Hello everyone,
I'm working on a Cortex-A9 SoC equipped with 2 GB of RAM.
However, Linux is only given a fraction (typically 256 MB) of the RAM
to manage (via the mem= bootparam) while the rest is managed using
"OS-agnostic software". This "other memory" is meant to be shared
between different hardware blocks of the SoC.
We have a custom "memory_copy" kernel module, to copy between
"Linux-managed RAM" and "SoC-wide RAM". However, the performance
of this routine is... disappointingly underwhelming (8.5 MB/s).
Taking a closer look at the implementation, I spotted some
inefficiencies.
1) data is first copied (in chunks) to a temporary kernel buffer
2) for each word, a hardware remap is setup, then the word
is copied, then the hardware remap is reset. (This hardware
remap technique dates back to when we used MIPS.)
I thought I could both make the implementation simpler, and boost
the performance.
A) I used ioremap to have Linux map the "SoC-wide RAM" physical
addresses to virtual addresses that can be used in the module.
B) I then use copy_{to,from}_user directly between the user-space
buffer and the "SoC-wide RAM".
This approach is ~20x faster than the original.
My main question is:
Is this safe/guaranteed to work all the time? (as long as the
"SoC-wide RAM" is indeed RAM, not MM registers)
Secondary thoughts/questions:
We have routines for accesses in units of {8,16,32} bits.

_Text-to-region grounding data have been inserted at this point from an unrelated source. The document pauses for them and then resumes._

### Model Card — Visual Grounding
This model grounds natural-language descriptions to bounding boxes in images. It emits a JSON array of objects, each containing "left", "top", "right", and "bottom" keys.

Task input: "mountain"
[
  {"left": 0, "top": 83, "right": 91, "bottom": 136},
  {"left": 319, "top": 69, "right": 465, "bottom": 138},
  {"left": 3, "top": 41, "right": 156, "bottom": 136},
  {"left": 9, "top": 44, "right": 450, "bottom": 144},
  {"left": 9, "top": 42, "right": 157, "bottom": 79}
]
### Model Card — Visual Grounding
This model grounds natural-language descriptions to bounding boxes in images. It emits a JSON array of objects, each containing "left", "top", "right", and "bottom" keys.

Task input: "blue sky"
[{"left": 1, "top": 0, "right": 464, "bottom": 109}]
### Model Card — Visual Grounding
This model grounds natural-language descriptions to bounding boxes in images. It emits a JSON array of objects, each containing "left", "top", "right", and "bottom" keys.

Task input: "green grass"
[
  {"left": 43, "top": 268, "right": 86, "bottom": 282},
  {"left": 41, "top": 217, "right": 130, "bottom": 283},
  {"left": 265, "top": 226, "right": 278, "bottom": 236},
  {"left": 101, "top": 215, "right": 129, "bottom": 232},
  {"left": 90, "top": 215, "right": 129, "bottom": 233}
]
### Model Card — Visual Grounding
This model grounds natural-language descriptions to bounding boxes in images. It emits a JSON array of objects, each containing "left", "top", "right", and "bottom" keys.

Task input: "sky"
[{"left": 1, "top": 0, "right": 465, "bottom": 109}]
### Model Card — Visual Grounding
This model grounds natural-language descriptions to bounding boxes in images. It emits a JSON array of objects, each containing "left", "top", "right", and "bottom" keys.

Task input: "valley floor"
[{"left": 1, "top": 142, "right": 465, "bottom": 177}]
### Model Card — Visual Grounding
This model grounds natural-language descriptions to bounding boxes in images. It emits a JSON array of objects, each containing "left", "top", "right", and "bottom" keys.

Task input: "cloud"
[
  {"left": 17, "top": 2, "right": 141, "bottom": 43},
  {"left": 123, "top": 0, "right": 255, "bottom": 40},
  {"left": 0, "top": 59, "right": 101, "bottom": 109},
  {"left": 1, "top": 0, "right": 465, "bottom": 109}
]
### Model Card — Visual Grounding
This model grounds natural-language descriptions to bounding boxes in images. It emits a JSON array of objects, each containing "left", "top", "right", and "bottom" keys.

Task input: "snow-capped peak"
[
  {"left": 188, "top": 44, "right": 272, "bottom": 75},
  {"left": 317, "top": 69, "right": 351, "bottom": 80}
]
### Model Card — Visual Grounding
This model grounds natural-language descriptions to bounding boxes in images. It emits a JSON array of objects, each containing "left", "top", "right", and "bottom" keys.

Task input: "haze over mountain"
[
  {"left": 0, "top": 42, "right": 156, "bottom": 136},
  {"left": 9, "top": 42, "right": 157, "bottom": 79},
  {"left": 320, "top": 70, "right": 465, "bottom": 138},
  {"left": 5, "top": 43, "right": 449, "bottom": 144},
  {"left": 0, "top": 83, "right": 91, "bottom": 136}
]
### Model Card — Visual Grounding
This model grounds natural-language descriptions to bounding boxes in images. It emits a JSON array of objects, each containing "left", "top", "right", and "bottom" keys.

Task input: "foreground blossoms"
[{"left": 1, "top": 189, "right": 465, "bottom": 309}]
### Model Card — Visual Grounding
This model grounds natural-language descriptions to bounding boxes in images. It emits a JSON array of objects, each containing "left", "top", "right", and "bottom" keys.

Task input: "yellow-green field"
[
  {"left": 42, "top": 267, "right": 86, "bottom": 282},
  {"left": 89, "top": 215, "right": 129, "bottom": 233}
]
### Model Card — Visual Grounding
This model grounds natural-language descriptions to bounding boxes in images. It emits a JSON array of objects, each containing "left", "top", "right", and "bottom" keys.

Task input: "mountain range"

Since we're dealing with memory, I don't think the width
of the accesses is important, right? (for correctness)
AFAIU, ioremap maps as MT_DEVICE, i.e. uncached, no WC,
all memory optimizations disabled, etc. There might be
some performance improvements by using cached accesses,
and manually flushing when the copy is done.
Also, I don't know if copy_{to,from}_user is optimized
using SIMD/NEON? Maybe there is some perf left on the
table there?
Regards.